Reiche bezeichnete die geplanten Änderungen als ein "Fitnessprogramm", um die wirtschaftliche Stärke Deutschlands wiederherzustellen und langjährige strukturelle Schwächen zu beheben. Die Reformen müssten über das aktuelle Koalitionsabkommen hinausgehen, betonte sie. Es gehe um "tiefgreifende Strukturreformen", die grundlegende Probleme der Wirtschaft angehen sollen. Ein zentraler Punkt ist die Eindämmung der steigenden Energiepreise, die sowohl Unternehmen als auch Privathaushalte belasten.
Bundeskanzler und Finanzminister hatten zuvor eigene Reformvorschläge vorgelegt, darunter flexiblere Arbeitsgesetze und eine Ausweitung der Gesamtarbeitszeit. Unklar bleibt jedoch, wie die Regierung auf Reiches Forderung nach Reformen bis Sommer 2024 reagieren wird. Vorliegende Dokumente verweisen stattdessen auf ihre Pläne für 2025 zu Arbeitszeiten und Kündigungsschutz – konkrete Schritte für die nahe Zukunft bleiben offen.

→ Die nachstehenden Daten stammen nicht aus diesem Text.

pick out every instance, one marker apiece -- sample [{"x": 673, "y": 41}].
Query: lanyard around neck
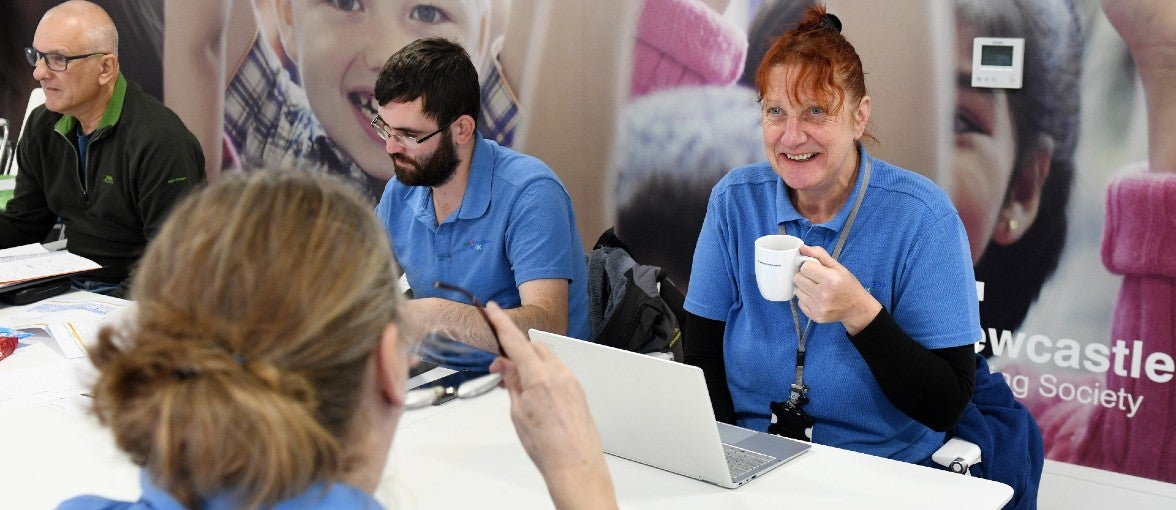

Reiche machte deutlich, dass Deutschlands künftiger Erfolg von der Umsetzung dieser Veränderungen abhängt. Ohne sie drohe das Land im globalen Wettbewerb weiter zurückzufallen, warnte sie. Ihr Reformaufruf kommt zu einer entscheidenden Phase für die deutsche Wirtschaft. Sollten die Maßnahmen umgesetzt werden, könnten sie die Arbeitsmarktpolitik, die Energiepreise und die Wettbewerbsfähigkeit grundlegend verändern. Die kommenden Monate werden zeigen, ob die Regierung den Plan annimmt – oder ob die Umsetzung auf spätere Vorhaben verschoben wird.